Adam, I would advise that you be very wary about Rapid Bus Technologies. If done right, the lines will cost just as much as LRT. Also, TCRP report 90 that you are discussing along with the GAO report on BRT were pushed heavily by Tom Delay and his transit hating ilk. The thing about BRT is that it doesn't fool anyone. It is still a bus and people can see that. Light Rail in Dallas has caused 3 billion in development. Streetcar in Portland has spurred 2.3 billion and Buses with their own lanes in Houston have not spurred a single development. In fact, the 5 Lines in Houston that travel in Barrier separated HOV lanes get less riders than the Main street LRT at 37,000 a day. I urge you to check out the huge benefits of Light Rail can bring over Rapid Bus that is built to similar specifications.http://www.lightrailnow.org/myths/m_brt002.htm

Adam said...

Yikes. I have no wish to be associated with Tom Delay or with any "transit hating ilk." However, I think Anonymous is over-reacting to my post. I was not endorsing BRT over LRT or heavy rail in general, but was suggesting that I thought the busways in Pittsburgh could work pretty well and possibly better than Light rail in the same corridors.

Specifically: I was reacting to suggestions that the East Busway in Pittsburgh be converted to light rail. Perhaps it should have been light rail in the first place--at the same cost--but converting it now makes no sense. Better to spend the money on the transit-oriented development and on an extension to Monroeville.

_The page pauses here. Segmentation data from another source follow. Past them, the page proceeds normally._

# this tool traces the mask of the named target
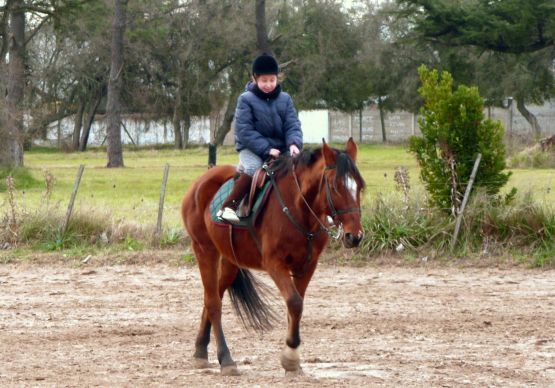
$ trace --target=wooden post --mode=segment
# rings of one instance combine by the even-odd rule
[[[160,187],[160,202],[158,203],[158,222],[156,223],[156,234],[162,234],[162,214],[164,213],[164,198],[166,197],[166,184],[168,183],[168,172],[170,165],[166,163],[164,167],[164,177],[162,178],[162,187]]]
[[[478,157],[474,162],[474,167],[472,167],[472,173],[470,174],[470,180],[468,181],[468,185],[466,186],[466,190],[464,191],[463,203],[461,204],[460,210],[457,212],[457,222],[455,224],[455,233],[453,233],[453,240],[451,240],[451,249],[453,249],[455,247],[455,244],[457,243],[457,237],[459,236],[459,230],[461,228],[462,214],[464,212],[464,208],[466,207],[468,197],[470,196],[470,191],[472,190],[472,185],[474,184],[474,179],[476,178],[476,173],[478,172],[480,160],[482,160],[482,154],[478,154]]]
[[[71,213],[73,212],[73,204],[75,203],[75,197],[77,197],[77,190],[79,189],[79,184],[81,183],[81,176],[85,170],[85,165],[79,165],[77,170],[77,176],[75,177],[75,183],[73,184],[73,191],[71,192],[71,198],[69,199],[69,205],[67,206],[66,218],[64,224],[62,225],[62,233],[65,234],[67,226],[69,225],[69,219],[71,218]]]

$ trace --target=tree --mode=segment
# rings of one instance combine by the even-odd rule
[[[108,140],[108,165],[107,167],[123,167],[123,150],[121,145],[121,89],[124,71],[123,38],[125,33],[127,0],[115,0],[112,60],[110,65],[110,78],[108,80],[108,103],[106,114],[108,127],[106,135]]]
[[[417,36],[440,50],[475,47],[478,51],[472,54],[475,82],[485,91],[489,103],[499,104],[506,96],[514,96],[534,136],[536,139],[540,136],[538,120],[526,104],[541,104],[555,94],[552,0],[398,0],[398,3],[399,14],[415,26]]]
[[[397,0],[402,14],[432,42],[530,53],[555,44],[552,0]]]
[[[3,140],[0,146],[0,165],[23,166],[23,97],[25,87],[25,11],[23,0],[6,3],[4,11],[9,19],[8,34],[3,43],[10,61],[6,88]],[[2,57],[4,60],[4,57]]]
[[[475,180],[489,195],[495,195],[509,179],[505,169],[503,128],[485,119],[478,88],[460,85],[453,91],[448,72],[419,69],[424,99],[419,119],[422,137],[412,137],[409,149],[421,168],[420,176],[430,200],[457,214],[465,186],[478,153],[482,161]]]

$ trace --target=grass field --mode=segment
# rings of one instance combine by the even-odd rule
[[[206,171],[207,148],[186,151],[172,149],[125,150],[123,169],[107,169],[104,150],[86,153],[59,153],[38,149],[25,154],[25,165],[38,181],[44,180],[47,170],[53,174],[55,185],[48,206],[58,206],[65,211],[73,182],[80,164],[85,165],[75,209],[106,212],[115,220],[156,224],[160,185],[164,165],[170,165],[164,207],[164,226],[180,227],[180,201],[191,182]],[[237,153],[232,147],[218,149],[218,164],[236,164]],[[405,166],[409,171],[412,189],[421,190],[418,166],[414,157],[402,146],[362,145],[359,148],[358,166],[367,183],[366,202],[377,193],[388,195],[395,190],[395,168]],[[530,191],[537,200],[555,201],[555,170],[517,169],[507,190],[517,187],[521,193]],[[18,206],[33,210],[47,205],[44,185],[18,190]],[[7,209],[6,193],[0,193],[0,214]]]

The lightrailnow.org site is critical of the West Busway for low ridership figures and because it doesn't actually reach the airport. The latter is a justified criticism. The former is unjustified--of course, ridership has failed to reach projected figures. I would assume this is because the projections assumed some measure of growth (or at least population stability) in the West End of Pittsburgh and the western corridor suburbs. The Pittsburgh MSA was the only top 25 MSA/CMSA to lose population from 1990-2000 (that's metro area, not central city, folks), which means any ridership projections based on population growth should be junked.

Extend the busway to the airport and move it through some higher-growth areas in the Moon-Robinson area and let's see what happens.

Pittsburgh is not Houston, Dallas, or Portland so the comparisons are rather point-less. In any case, "Barrier separated HOV lanes" doesn't exactly sound like the kind of BRT we are talking about here: dedicated busways with the buses then fanning out into farther-out neighborhoods and suburbs. (The East busway does not follow a highway corridor.) Yes, I can see that having the bus move a little faster down a freeway than the cars would indeed not fool anyone into thinking that this is "rapid transit."

One thing I find interesting is that buses seem to have a stigma. Well, if the object is to get people out of cars and onto public transit, then I suppose one has to take stereotypes and irrational tastes or distastes into account. So if it turns out that so many people won't ride the bus that we reach the tipping point where installing a busway rather than a trolley line loses in the cost-benefit analysis, than by all means, chuck the BRT idea.

Jonathan Potts said...

There's a fairly big racial dimension to all this. Buses do indeed have a stigma and the bottom line is that many middle and upper-income whites won't ride them. So light rail, whatever its merits, is a way to lure affluent whites to use public transit.

In Pittsburgh, light rail exists only in the South Hills, going to Downtown, and while serving some middle and lower income communities, also benefits affluent communities like Mt. Lebanon. So the residents served by the East Busway, many of whom are black, are resentful--perhaps rightly so--of the T system.